Generasi Muda Memegang Peranan
Keterlibatan generasi muda dalam penyelenggaraan Kayu Ara menjadi bagian penting dari keseluruhan konsep pameran.
Angga Wijaya bersama Hafiz Maha, Hartinis Permatasari, Arif Rahman dan tim kreatif lainnya merupakan bagian dari generasi Lampung yang kini berkarya di Jakarta.
Mereka tidak hanya menampilkan penghormatan kepada sosok Anshori Djausal, tetapi juga mencoba menerjemahkan perjalanan intelektualnya melalui bahasa visual yang lebih dekat dengan generasi sekarang.

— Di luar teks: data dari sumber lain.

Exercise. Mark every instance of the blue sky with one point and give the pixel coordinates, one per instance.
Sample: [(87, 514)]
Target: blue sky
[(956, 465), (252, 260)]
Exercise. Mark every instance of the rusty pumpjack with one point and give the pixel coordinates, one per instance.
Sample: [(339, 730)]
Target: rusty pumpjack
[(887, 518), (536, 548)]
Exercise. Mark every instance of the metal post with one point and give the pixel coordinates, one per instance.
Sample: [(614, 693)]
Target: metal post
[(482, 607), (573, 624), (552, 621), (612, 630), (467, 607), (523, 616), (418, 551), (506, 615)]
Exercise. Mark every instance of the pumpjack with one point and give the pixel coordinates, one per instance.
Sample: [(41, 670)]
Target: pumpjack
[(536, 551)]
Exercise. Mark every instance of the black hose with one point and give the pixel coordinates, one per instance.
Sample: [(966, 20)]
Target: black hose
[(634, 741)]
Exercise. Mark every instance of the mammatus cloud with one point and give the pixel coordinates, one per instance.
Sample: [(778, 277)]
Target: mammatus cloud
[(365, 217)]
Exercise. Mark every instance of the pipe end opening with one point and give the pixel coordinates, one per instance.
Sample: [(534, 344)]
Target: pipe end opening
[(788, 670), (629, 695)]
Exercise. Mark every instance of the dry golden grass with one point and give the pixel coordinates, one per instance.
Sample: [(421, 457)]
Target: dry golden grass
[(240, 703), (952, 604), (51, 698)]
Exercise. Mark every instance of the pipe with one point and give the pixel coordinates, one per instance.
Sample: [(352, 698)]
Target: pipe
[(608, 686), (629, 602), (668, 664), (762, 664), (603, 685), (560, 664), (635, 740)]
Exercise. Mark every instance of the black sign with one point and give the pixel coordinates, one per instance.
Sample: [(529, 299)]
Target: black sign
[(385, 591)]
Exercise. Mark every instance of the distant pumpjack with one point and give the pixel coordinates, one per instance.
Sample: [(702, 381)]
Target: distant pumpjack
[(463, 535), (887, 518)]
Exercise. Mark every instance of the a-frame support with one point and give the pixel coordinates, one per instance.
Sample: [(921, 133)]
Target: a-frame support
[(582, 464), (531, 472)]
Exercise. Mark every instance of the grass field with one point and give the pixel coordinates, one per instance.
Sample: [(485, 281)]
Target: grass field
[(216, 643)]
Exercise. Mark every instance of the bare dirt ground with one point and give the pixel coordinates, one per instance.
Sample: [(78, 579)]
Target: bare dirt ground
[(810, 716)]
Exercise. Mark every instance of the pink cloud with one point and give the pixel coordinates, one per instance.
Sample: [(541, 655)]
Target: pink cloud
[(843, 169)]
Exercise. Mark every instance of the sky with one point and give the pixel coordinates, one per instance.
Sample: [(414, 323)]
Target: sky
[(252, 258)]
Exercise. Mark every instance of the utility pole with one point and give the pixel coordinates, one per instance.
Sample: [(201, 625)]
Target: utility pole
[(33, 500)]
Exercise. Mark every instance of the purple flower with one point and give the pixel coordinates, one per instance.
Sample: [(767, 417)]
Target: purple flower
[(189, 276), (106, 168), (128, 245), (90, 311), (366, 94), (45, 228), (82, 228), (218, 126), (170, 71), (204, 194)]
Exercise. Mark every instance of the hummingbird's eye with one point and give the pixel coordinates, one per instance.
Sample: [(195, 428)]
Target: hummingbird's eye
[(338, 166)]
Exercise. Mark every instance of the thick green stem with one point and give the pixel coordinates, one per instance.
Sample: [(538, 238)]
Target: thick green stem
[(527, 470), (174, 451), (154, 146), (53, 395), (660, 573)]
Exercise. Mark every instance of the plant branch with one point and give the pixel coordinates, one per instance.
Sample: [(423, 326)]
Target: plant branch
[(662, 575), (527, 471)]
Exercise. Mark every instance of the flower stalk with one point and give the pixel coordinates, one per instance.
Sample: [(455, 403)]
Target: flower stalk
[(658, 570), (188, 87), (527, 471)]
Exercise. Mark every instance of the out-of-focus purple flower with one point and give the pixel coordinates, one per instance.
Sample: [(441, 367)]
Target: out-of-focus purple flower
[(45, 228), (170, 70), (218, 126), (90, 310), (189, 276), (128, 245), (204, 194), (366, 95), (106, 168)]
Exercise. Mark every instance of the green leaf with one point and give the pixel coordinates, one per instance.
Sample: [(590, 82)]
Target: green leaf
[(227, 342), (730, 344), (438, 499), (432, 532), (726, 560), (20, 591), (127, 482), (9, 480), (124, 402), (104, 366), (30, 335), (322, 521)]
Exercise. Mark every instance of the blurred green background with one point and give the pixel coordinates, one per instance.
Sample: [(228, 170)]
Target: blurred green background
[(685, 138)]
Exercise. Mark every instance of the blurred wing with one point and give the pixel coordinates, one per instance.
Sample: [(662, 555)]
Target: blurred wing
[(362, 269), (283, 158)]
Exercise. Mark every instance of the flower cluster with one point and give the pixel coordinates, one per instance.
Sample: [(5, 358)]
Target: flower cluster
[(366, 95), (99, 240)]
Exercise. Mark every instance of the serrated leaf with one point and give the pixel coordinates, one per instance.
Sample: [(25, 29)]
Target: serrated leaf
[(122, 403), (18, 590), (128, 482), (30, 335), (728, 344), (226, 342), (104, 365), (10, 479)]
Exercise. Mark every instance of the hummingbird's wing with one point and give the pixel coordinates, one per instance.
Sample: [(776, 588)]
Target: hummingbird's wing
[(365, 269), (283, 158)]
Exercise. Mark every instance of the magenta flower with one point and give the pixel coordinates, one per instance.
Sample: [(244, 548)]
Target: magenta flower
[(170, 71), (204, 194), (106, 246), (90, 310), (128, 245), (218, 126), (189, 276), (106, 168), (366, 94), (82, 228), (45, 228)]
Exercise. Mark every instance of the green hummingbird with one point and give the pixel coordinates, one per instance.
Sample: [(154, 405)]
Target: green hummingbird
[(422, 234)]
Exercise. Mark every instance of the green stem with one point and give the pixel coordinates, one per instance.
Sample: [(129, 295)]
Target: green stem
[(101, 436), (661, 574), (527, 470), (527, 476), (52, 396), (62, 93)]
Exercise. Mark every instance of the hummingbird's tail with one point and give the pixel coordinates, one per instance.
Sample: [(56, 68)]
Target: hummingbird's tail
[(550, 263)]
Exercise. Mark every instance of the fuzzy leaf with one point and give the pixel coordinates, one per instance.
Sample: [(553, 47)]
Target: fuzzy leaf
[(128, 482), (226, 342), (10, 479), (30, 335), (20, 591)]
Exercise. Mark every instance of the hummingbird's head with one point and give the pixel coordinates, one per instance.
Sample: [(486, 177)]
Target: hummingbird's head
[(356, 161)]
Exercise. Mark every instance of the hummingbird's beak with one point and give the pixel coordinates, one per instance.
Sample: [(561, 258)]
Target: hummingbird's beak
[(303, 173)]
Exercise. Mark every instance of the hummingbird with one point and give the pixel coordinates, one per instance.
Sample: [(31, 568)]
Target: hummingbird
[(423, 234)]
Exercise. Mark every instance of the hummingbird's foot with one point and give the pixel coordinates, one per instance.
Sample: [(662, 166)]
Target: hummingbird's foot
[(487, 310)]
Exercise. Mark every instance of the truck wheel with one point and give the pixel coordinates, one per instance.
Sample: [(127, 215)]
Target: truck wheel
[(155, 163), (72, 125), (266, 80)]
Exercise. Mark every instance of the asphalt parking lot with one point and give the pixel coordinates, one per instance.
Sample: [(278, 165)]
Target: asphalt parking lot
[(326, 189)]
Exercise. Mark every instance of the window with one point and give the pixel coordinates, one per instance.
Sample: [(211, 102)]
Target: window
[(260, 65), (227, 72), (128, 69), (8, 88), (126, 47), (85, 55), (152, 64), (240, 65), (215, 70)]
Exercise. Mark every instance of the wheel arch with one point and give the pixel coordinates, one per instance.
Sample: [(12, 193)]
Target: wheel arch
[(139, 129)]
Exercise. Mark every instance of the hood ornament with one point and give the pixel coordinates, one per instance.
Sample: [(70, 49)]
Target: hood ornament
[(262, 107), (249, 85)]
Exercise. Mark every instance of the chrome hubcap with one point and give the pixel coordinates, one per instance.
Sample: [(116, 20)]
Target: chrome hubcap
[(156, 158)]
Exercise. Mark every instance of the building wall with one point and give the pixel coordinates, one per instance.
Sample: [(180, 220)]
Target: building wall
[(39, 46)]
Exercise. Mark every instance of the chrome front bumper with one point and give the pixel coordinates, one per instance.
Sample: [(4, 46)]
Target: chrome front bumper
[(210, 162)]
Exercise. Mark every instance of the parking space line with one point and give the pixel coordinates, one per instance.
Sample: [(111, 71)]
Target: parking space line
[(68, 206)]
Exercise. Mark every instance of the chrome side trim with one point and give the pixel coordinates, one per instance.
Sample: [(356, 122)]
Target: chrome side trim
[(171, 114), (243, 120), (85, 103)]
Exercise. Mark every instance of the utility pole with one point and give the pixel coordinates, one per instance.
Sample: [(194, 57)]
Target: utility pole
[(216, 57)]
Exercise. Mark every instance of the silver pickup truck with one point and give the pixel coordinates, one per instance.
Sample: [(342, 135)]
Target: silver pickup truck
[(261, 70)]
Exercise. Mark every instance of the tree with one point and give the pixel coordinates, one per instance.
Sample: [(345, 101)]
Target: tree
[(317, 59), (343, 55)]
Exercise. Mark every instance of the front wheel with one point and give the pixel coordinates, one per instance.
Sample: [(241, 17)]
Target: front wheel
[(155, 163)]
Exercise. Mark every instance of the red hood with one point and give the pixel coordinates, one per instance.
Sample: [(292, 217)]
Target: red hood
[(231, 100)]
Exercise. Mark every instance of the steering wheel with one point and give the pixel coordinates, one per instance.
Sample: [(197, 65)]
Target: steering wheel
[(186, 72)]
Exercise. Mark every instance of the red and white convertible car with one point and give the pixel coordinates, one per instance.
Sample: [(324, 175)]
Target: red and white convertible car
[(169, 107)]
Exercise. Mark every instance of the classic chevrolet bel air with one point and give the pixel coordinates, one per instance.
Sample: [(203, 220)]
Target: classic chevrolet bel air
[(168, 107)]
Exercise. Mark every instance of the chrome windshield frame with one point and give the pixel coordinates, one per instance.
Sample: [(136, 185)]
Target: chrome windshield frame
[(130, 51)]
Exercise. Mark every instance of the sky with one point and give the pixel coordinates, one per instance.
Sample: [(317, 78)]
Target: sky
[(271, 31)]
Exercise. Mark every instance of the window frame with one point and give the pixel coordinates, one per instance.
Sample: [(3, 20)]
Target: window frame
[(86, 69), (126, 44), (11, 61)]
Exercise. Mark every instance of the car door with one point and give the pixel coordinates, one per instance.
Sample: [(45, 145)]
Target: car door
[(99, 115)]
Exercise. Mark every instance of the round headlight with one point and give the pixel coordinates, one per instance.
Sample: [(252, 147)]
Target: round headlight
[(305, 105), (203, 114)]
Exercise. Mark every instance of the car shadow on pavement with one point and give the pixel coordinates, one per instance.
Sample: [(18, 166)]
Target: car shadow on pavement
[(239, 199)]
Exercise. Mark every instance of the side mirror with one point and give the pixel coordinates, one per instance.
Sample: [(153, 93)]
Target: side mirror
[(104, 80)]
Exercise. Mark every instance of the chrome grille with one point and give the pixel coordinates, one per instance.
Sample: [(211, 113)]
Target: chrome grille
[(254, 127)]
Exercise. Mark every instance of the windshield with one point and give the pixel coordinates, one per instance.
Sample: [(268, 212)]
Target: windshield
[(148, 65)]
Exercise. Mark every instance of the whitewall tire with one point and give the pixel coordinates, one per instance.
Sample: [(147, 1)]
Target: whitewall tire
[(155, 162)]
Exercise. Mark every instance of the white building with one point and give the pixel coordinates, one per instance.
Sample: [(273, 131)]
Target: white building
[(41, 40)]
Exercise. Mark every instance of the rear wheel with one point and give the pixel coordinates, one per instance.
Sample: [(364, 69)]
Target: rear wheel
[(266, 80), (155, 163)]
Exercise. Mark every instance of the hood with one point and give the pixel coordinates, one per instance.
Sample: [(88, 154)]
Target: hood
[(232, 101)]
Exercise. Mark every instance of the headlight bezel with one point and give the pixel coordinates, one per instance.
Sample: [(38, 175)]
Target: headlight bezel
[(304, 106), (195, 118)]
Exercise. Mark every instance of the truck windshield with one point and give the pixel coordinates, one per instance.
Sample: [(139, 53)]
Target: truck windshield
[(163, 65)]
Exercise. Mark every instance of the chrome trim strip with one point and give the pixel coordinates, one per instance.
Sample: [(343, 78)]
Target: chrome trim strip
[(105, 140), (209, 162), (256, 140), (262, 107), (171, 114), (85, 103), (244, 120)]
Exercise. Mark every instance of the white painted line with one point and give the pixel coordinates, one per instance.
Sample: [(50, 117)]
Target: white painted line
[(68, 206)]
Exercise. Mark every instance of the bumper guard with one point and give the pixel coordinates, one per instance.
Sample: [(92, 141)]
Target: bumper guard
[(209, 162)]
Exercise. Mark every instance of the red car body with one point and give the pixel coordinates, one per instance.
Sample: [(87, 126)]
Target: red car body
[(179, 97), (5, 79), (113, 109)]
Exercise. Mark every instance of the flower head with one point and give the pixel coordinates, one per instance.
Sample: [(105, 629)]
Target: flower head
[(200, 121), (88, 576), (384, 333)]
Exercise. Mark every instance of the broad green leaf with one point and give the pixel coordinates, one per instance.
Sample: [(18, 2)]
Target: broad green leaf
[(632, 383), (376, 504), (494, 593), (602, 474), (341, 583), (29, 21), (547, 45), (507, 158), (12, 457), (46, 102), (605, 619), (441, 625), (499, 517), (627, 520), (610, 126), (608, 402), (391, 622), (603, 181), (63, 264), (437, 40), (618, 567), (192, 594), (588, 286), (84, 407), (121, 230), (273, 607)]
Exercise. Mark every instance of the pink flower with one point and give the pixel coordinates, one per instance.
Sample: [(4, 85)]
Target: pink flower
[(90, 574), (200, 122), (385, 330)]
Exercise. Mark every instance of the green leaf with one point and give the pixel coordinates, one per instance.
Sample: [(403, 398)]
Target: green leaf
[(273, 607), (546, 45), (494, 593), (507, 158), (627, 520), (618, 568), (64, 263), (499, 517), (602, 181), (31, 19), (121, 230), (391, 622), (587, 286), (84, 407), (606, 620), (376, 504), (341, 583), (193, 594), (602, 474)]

Arsip, cetak biru, catatan penelitian dan dokumentasi lama kemudian dihadirkan dalam bentuk baru.
Dengan demikian, masa lalu tidak ditempatkan sebagai sesuatu yang beku. Ia diperlakukan sebagai sumber inspirasi yang masih dapat menghasilkan percakapan baru.
TMII Menjadi Ruang Dialog
Pelaksana Tugas Direktur Operasional TMII Jaya Chandranegara mengatakan Contemporary Art Gallery tidak hanya berfungsi sebagai ruang untuk menampilkan karya seni.
Galeri tersebut juga diarahkan menjadi tempat mempertemukan gagasan, membuka dialog serta menghadirkan perspektif baru kepada publik.
Menurutnya, kekuatan Kayu Ara terletak pada kemampuannya mempertemukan arsitektur, teknologi, lingkungan dan budaya Lampung dalam satu ruang.
Budaya, dalam perspektif tersebut, tidak cukup hanya dijaga sebagai warisan. Budaya harus terus bergerak, ditafsirkan dan menemukan relevansi dengan kehidupan masyarakat yang terus berubah.
Merawat Akar, Membuka Masa Depan
Pameran Kayu Ara pada akhirnya membawa pesan yang lebih besar daripada sekadar mengenang seorang tokoh.
Ia berbicara tentang bagaimana pengetahuan diwariskan, bagaimana karya dibaca ulang, dan bagaimana identitas lokal dapat tetap hidup di tengah perubahan zaman.
Bagi Lampung, warisan pemikiran Anshori Djausal merupakan bagian dari perjalanan daerah dalam mencari keseimbangan antara modernisasi dan jati diri.
Sedangkan bagi generasi muda, pameran tersebut menjadi pengingat bahwa kemajuan tidak harus berarti meninggalkan akar.
Justru dari akar pengetahuan, budaya dan pengalaman itulah gagasan baru dapat tumbuh.
Kayu Ara di TMII menjadi ruang pertemuan antara masa lalu dan masa depan—antara arsip yang pernah disimpan dan gagasan yang kembali dihidupkan.
Sebab pada akhirnya, warisan terbaik seorang pemikir bukanlah sekadar karya yang ditinggalkan, melainkan keberhasilannya membuat generasi berikutnya terus bertanya, berpikir dan menciptakan sesuatu yang baru.